Er setzte ein bedauerndes Gesicht auf. „Leider vermag ich nicht mehr über Geierschrei und die Pilger zu berichten und obendrein muss ich weiter. Eine wichtige Botschaft aus dem...“ kurz überlegte er. „Taubental. Euch weiterhin eine gute Reise.“ Auch wenn er am liebsten bei diesen Worten und der höflichen Neigung mit dem Kopfe in den Graben an der Seite der Straße gespien hätte, zwang er sich diese Scharade fortzusetzen. Er schnalzte mit der Zunge um seinem Pferd die Fortsetzung ihrer Reise zu signalisieren.
Autor: vivar
Dom Yantur zog die Brauen zusammen und schenkte dem Aranier einen scharfen Blick. „Aus dem Taubental, sagt Ihr? So, so. Vielleicht solltet Ihr doch nicht so schnell weiter reisen, Fremder. Hagen und ich sind äußerst interessiert an Botschaften aus dem Taubental. Nicht wahr?“
Statt einer Antwort legte Hagen von Mawet stumm die Hand an den Griff seines Anderthalbhänders, der noch am Sattelbaum hing.
„An wen ist Eure Botschaft denn gerichtet, Maestro Fashim?“, fragte Junker Yantur dann.
Autor: damotil
Der Angesprochene ließ erneut die Zügel sinken und ein verwundertes Lächeln legte sich über die Züge des Südländers. „Werte Herren, verzeiht bitte: Das klingt ja fast, als wolltet Ihr die Nachricht gar selbst erfahren. Wenn ich dem aber nachkäme, dann wäre ich ja mehr ein Herold als ein Bote.“ Seine Hände legten sich derweil locker auf die Schenkel. „Dom Yantur, Ihr versteht sicher, dass ich Euch darüber wohl kaum mehr Antwort geben werde. Was ich aber sagen kann, ist, dass im Taubental derzeit ein Pilgerfest im Gange ist und alle götterfürchtigen Pilger wohl dort herzlich willkommen sind. Solltet Ihr aber mir weiter drohen - denn so muss ich wohl Geste Eures Begleiters deuten -, dann wird das hier recht unerfreulich enden. Aber nur zu! Das Schicksal hat es vielleicht genau so gewollt, dass sich unsere Pfade nach mehr als zehn Götterläufen erneut kreuzen, Hagen.“ Damit verlagerte er den Blick zu dem Mitreisenden des Junkers.

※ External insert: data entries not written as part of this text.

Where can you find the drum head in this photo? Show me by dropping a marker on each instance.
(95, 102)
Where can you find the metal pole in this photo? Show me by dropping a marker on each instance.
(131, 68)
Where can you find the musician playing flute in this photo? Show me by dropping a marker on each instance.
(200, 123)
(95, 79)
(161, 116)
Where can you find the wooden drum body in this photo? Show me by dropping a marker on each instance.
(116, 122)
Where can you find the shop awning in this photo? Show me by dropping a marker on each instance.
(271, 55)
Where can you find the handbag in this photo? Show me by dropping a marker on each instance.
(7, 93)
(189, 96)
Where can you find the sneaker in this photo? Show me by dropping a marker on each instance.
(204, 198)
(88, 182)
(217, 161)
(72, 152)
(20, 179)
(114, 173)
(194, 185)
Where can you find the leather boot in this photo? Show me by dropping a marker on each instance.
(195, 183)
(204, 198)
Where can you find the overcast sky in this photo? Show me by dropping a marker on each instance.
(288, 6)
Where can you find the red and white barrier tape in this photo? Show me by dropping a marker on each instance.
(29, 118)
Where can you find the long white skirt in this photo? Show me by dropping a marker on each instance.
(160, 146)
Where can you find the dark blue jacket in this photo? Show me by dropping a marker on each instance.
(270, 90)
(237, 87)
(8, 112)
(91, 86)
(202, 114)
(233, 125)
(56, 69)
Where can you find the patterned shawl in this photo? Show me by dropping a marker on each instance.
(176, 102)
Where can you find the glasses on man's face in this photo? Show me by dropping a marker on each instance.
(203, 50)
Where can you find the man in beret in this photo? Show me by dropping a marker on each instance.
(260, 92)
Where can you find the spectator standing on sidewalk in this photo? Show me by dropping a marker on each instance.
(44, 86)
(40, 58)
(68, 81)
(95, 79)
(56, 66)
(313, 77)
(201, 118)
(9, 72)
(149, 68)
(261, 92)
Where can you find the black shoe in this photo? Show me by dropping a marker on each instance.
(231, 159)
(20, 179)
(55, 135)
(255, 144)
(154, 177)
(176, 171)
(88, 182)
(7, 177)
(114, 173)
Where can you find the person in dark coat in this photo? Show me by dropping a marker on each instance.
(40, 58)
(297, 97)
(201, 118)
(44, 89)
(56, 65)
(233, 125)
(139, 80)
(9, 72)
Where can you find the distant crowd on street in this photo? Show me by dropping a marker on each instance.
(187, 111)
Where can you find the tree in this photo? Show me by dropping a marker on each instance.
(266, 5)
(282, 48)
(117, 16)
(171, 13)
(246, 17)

Während er weiter sprach, veränderte sich die Miene des Boten drastisch. Das gespielte Lächeln wich einem harten Zug um die Lippen und einem kalten Blitzen in den Augen. „Dieses Mal aber wird mich nicht die Not meiner bedrängten Gefährtin ablenken, so dass Ihr erneut euren Stahl in meiner Brust versenken könntet. Nein, Hagen! Die Götter schenkten mir damals mein Leben, damit ich sehen konnte, wie sie starb. Götterläufe habe ich damit verbracht, dich aufzuspüren wie einen räudigen Hund, der du bist!“ Pure Verachtung sprach aus den Worten Shafirios, die er förmlich ausspie. „Nur zu verfluchter Rondraknecht... Wage es! Bei Kor! Ich brenne darauf, mit deinem Blut die Straße zu tränken. Gib mir nur einen Grund!“
Autor: vivar
Eine Ahnung von Erinnerung schlich sich auf Hagens sonnenverbranntes Antlitz. "Einen Grund habt Ihr Euch selbst gegeben, Shafirio von Aranien, indem Ihr die Herrin Rondra verfluchtet und mich einem Straßenköter gleichsetztet. Hattet Ihr damals nicht genug? So mögt Ihr erneut meinen Stahl schmecken!" Mit diesen Worten zog Hagen von Mawet seinen Kusliker Säbel und den Linkhand. Mit der Spitze der geraden Klinge deutete er herausfordernd auf den Aranier.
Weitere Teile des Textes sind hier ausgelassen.